On Monday morning Joe Williams took the new team and went to town for a wagon-load of Portland cement. The few bags they had in the shed were all used up in the repairs around the spring and cellar. As it had been decided at the conference with John White, the banker, on Saturday, to build a new concrete dairy house and ice house, equipped with running water, it was necessary to lay in a new supply of cement.

Bob looked up the cement bulletins on the handling of concrete, and found that cement should be put in a shed piled on planks raised above the floor, and that the shed should have a tight roof. The only building that would answer these conditions was the wagon shed, and after considering the matter, he decided that by moving the wagons around a bit he could get a space at one end near the door that could be used for this purpose.

He got some old timbers eight inches thick, and six feet long, and laid them on the ground four feet apart, and on top of these he put some two by ten plank, and by the time his uncle returned with the first load he had a platform ready to receive the cement.

"It's very important, Uncle Joe, to keep the cement dry and up from the ground so it won't set before we use it, for the first bag in, you know, will be the last bag out, and cement costs too much to lose any of it."

As soon as dinner was over, Joe Williams went back to town for another load, hauling it up the new road, same as the first load.
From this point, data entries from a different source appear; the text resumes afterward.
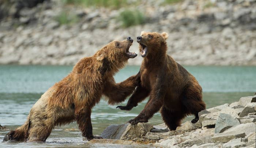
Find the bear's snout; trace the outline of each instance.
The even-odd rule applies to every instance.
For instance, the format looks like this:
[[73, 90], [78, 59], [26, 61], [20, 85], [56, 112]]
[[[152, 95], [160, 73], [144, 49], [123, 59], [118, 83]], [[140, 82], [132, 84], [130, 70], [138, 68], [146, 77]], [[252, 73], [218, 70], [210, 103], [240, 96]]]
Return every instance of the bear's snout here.
[[127, 39], [127, 40], [128, 40], [128, 41], [131, 41], [131, 42], [133, 42], [133, 40], [132, 39], [132, 38], [131, 38], [131, 37], [130, 37], [130, 36], [129, 36], [129, 37], [128, 37], [128, 38], [126, 38], [126, 39]]
[[138, 36], [137, 37], [137, 41], [139, 41], [142, 38], [142, 37], [141, 36]]

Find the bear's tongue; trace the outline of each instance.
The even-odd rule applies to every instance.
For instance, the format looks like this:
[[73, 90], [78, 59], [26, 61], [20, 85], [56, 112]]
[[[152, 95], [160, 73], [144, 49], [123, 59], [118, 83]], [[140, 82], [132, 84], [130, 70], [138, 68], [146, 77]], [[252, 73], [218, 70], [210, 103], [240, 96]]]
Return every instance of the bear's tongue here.
[[141, 56], [143, 57], [145, 57], [147, 55], [147, 47], [145, 47], [142, 49], [142, 51], [140, 52]]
"I tell you, Bob, it's a lot easier to bring a load up the new road than it was up the old one. If the main road wasn't so rough, I could haul even more. I can see that John White's argument for concrete roads is a good one. I'm going to talk it up to the farmers around here and see if we can't get them together and build the new road this summer. I was talking to one of the County Commissioners to-day and he says they are in favor of it, but they want the owners of the adjoining farms to ask to have the road built. The Commissioners are politicians, you know, and don't want to do anything that will lose them votes. It's going to take three days to haul out the cement we require for the new dairy house with such rough roads. By the way, Bob," his uncle continued, "John White wants you to come to town with me to-morrow and show him the kind of a dairy house we're planning to build. He says he's anxious that it shall be a model that can be copied by other farmers. I told him you didn't have much of a drawing, but he said that he was sure if you took in the sketches you have, you would be able to explain the construction to him so he could understand it."

The next day as they drove along they talked of the improvement on the farm and the profit they ought to be able to earn with the new equipment. Bob was the optimist and his uncle the pessimist in these discussions, but optimistic Bob was not without his pencil and memorandum book and usually had the better of the argument because of his uncle's disinclination to take the time to figure out the advantages and disadvantages of the schemes.

As soon as they arrived in town, Bob went around to the First National Bank to see the president, while his uncle stopped at the supply yard for another load of cement.

"Hello, Bob," greeted the banker, as he entered. "I hear you've put on some help at the farm to build some of those modern buildings you've been telling me about. Thought I'd like to know what you're doing. Got your plans with you?"

"They aren't very much of plans, Mr. White," explained Bob. "I'm not much of an architect, but maybe you can understand them."